1. El aborto provocado consiste en terminar deliberadamente con la vida de un ser humano inocente en sus primeras etapas de desarrollo. Hoy no existen dudas de que el embrión es un individuo de la especie humana desde su etapa de cigoto. Tampoco existen dudas de que provocar intencionadamente la muerte de un ser humano es matar.

2. El aborto no solo siega la vida del embrión, sino que afecta a la mujer que aborta, según muestran muchos estudios relacionados. Trastornos mentales como ansiedad, depresión, alcoholismo, consumo de sustancias estupefacientes, son algunos de ellos. Continuar con el embarazo en adolescentes es un factor protector que reduce el riesgo de suicidio en un 50 % y la muerte por otras causas en un 40 %. En las mujeres que se han sometido a un aborto provocado el riesgo de mortalidad es un 170% mayor respecto de las que han dado a luz a un hijo vivo. Además, presentan el doble de riesgo de muerte en el año posterior al aborto provocado respecto de las que han sufrido un aborto espontáneo.

3. El aborto no contribuye a la salud sexual ni reproductiva: es lesivo para todos los implicados. Hablar del aborto como promotor de salud es ignorar la evidencia científica y constituye una manipulación del lenguaje que pretende confundir. Por lo tanto atenta contra la libertad de la mujer que debe tomar una decisión.

4. Ocultar o no suministrar la información disponible relacionada con los efectos colaterales del aborto también atenta contra la libertad de la mujer a la que se le impide tomar decisiones autónomas debidamente informadas. La supresión del periodo de reflexión y la no obligación de suministrar información sobre alternativas al aborto que le permitan proseguir con su embarazo también constituyen atentados contra su capacidad de decisión libre.

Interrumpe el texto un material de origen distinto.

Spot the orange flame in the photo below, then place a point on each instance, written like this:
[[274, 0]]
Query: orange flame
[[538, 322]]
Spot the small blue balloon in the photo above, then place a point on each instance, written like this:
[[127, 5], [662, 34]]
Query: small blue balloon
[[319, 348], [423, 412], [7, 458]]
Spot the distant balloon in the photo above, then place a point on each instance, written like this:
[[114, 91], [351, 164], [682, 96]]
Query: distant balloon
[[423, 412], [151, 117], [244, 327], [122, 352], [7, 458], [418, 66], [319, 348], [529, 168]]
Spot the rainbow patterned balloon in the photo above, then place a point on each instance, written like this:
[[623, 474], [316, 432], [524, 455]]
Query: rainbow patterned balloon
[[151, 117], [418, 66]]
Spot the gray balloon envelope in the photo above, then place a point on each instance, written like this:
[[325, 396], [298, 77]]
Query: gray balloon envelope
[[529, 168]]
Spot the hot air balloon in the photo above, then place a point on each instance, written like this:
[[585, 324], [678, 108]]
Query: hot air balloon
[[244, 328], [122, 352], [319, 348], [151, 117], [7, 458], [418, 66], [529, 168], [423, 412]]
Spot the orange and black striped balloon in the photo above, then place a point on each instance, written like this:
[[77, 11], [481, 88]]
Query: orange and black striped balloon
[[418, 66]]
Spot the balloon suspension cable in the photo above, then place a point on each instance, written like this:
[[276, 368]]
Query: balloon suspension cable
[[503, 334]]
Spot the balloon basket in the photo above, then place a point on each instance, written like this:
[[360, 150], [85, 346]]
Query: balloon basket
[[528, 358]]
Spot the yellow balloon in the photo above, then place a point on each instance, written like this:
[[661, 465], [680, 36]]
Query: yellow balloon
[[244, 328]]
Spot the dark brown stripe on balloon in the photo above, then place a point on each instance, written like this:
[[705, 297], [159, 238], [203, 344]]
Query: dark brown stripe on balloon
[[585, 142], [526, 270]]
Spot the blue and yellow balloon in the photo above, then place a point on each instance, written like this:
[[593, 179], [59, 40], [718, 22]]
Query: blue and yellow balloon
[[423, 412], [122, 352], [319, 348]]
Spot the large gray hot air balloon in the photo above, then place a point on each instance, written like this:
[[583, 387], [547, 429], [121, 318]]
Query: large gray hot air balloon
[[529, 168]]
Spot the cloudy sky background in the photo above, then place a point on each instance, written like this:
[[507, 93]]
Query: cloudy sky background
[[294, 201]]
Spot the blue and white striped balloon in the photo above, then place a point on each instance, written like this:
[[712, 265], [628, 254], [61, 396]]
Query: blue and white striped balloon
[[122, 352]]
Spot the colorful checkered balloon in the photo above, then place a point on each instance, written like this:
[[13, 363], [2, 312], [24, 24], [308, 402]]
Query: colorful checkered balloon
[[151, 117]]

5. El aborto no es un derecho. Sí lo es el derecho a la vida, al que se contrapone.

6. No existen circunstancias que legitimen un aborto: matar siempre es matar. Ni el peor de los crímenes contra una mujer, como es la violación, justifican provocar la muerte de un inocente.

7. El aborto es lesivo para la sociedad que lo fomenta: contribuye al grave déficit de natalidad que afecta a las sociedades desarrolladas, que se dirigen hacia un invierno demográfico.

8. El aborto es un indicador de decadencia en las civilizaciones que lo amparan: “La calidad de una civilización se mide por la forma en que trata a sus miembros más débiles” (J. Lejeune)

9. Las cifras publicadas sobre número de abortos no reflejan la verdadera magnitud del problema: muchos de los abortos químicos que se practican en número creciente no son declarados ni contabilizados. Las técnicas de reproducción asistida provocan más muertes de embriones humanos por descarte que el propio aborto provocado.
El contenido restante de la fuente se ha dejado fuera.